If you participate in yoga, you know that before you begin, there is a physical and spiritual warm-up. The same holds true for any athletic endeavor: loosen up before. Singers will vocalize to warm-up prior to their public singing. Attorneys will review their closing argument before they present it to the judge and/or jury. What about attending synagogue services for the High Holy Days (although this question holds for any time one prays)? The question is not “Do I warm up?” Rather, the question to ask is, “How do I warm up?”
I know that it is the annual synagogue reunion, as there are many present that you have not seen in quite a while, and that requires time to get caught up. The social element is an important one, but not the most important one. How might one use the time in services effectively? Below are some suggestions.
Don’t Look at Your Watch. If you are more concerned with the passage of time and not how well you have spent your time, then you are doing your soul a disservice.
Browse Through the Machzor.
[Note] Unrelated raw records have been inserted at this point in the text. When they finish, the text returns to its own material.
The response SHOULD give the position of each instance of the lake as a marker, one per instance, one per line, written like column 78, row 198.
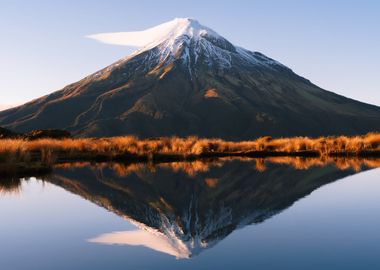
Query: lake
column 219, row 214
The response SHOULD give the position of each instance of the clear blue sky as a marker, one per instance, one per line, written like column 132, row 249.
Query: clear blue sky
column 335, row 44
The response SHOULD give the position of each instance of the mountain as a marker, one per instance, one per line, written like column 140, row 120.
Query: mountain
column 183, row 214
column 189, row 80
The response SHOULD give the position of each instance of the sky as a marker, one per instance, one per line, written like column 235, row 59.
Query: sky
column 333, row 43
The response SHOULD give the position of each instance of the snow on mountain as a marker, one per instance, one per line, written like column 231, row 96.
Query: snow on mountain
column 188, row 40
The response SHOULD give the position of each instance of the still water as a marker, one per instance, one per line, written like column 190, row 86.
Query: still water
column 234, row 214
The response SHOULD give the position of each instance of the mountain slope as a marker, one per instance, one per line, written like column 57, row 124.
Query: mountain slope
column 190, row 80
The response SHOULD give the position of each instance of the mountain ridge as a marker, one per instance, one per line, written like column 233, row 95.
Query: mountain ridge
column 195, row 82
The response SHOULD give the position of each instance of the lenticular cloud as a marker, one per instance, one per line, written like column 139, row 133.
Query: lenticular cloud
column 137, row 38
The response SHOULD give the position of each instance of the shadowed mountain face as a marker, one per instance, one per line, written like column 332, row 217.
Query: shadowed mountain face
column 183, row 211
column 195, row 82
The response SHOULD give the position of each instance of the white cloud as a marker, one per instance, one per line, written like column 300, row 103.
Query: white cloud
column 137, row 38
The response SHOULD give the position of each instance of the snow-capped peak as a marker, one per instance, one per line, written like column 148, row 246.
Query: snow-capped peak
column 183, row 39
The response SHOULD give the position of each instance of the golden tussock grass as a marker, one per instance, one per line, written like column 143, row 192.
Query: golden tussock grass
column 48, row 151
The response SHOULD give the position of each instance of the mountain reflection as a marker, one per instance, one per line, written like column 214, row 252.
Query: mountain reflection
column 183, row 208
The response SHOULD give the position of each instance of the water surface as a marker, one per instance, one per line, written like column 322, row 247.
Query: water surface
column 234, row 214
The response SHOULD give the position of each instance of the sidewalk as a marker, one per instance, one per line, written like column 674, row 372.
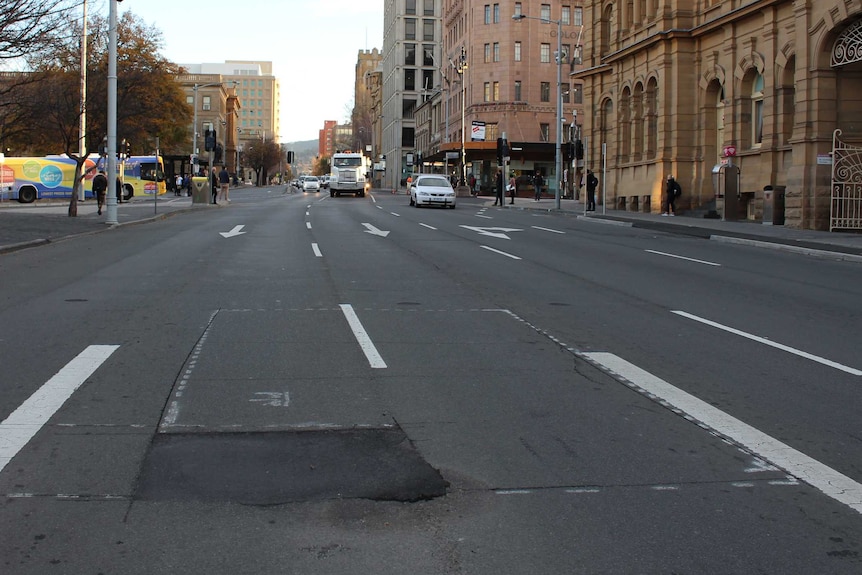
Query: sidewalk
column 841, row 245
column 45, row 221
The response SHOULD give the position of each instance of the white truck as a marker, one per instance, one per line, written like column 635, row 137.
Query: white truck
column 347, row 175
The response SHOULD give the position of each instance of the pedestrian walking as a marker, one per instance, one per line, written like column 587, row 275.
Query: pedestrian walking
column 673, row 190
column 224, row 182
column 592, row 184
column 100, row 189
column 214, row 185
column 538, row 182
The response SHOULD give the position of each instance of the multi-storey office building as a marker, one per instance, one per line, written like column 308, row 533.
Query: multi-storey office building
column 410, row 71
column 675, row 86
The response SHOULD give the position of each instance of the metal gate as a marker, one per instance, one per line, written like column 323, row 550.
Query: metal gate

If you find a text that resonates, stay with it, even if the congregation has moved to the next page. Reread it, meditate on it, derive personal meaning and inspiration from it.
Save the Chatter with Your Neighbors. You are present to talk to God. Your neighbors can wait.
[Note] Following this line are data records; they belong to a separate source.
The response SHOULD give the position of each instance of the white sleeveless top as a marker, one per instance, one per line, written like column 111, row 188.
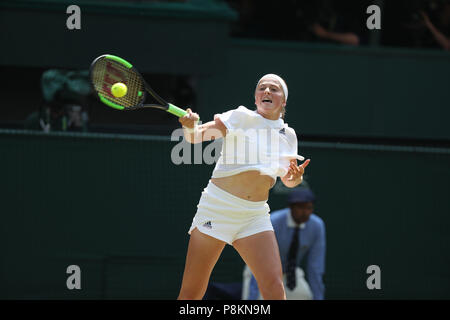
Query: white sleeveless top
column 253, row 142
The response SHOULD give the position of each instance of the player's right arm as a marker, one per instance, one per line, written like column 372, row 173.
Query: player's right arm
column 205, row 132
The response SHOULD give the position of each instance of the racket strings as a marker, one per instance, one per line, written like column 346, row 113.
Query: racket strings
column 106, row 72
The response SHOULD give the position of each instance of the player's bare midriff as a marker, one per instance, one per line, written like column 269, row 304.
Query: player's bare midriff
column 248, row 185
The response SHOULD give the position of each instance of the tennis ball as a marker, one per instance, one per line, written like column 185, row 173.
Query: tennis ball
column 119, row 89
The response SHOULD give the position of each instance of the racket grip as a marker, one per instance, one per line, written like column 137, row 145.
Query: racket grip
column 176, row 111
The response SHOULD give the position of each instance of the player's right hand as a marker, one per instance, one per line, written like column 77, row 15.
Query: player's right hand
column 190, row 119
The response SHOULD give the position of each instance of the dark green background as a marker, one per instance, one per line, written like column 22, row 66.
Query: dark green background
column 116, row 206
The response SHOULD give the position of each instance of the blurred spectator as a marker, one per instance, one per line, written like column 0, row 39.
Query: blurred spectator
column 444, row 17
column 301, row 239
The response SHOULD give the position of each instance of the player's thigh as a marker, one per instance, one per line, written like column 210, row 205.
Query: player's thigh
column 260, row 252
column 203, row 253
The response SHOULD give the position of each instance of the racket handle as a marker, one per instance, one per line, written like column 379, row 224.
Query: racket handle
column 176, row 111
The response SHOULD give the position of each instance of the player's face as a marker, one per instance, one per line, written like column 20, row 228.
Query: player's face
column 301, row 211
column 269, row 97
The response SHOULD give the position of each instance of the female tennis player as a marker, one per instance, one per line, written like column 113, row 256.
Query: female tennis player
column 233, row 207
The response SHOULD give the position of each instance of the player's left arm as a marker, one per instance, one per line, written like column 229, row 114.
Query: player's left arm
column 295, row 173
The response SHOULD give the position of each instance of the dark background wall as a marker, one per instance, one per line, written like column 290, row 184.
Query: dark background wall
column 116, row 206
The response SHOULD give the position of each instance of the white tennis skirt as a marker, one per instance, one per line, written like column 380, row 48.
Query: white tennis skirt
column 226, row 217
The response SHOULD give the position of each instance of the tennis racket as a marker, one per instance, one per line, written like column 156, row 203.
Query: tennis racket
column 108, row 70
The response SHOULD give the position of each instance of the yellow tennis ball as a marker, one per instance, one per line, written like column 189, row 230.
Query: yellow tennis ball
column 119, row 89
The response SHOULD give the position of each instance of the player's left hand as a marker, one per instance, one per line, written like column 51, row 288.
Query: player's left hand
column 296, row 172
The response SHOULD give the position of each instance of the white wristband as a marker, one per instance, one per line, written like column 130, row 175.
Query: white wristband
column 190, row 130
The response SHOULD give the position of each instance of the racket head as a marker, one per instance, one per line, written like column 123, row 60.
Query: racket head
column 107, row 70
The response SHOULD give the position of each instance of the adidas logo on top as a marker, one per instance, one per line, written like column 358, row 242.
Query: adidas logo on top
column 208, row 225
Come Early, Stay Late. If you have predetermined your duration, you are cheating yourself out of a potentially meaningful experience by limiting what you could possibly achieve. The brisket can wait.
Leave the World Outside. With the non-stop 24-hour news cycle constantly barraging us, wouldn’t it be wonderful to just leave it alone? Besides, it will still be there for you, waiting to draw you back in.
Sometimes Just Listen. The words and the music of the High Holy Days are a 2,000-year-old symphony. Let it flow over and through you, to carry you aloft to undiscovered terrain. Permit yourself to be draw in, and not merely be a passive observer. Be an active listener and engage with the prayers.
We are given this unique opportunity to pray as a community. Take advantage of it. Your soul will thank you. May the coming New Year of 5780 be one of joy and blessing for you and all those that you hold dear. L’shana Tova Tikatevu V’techatemu.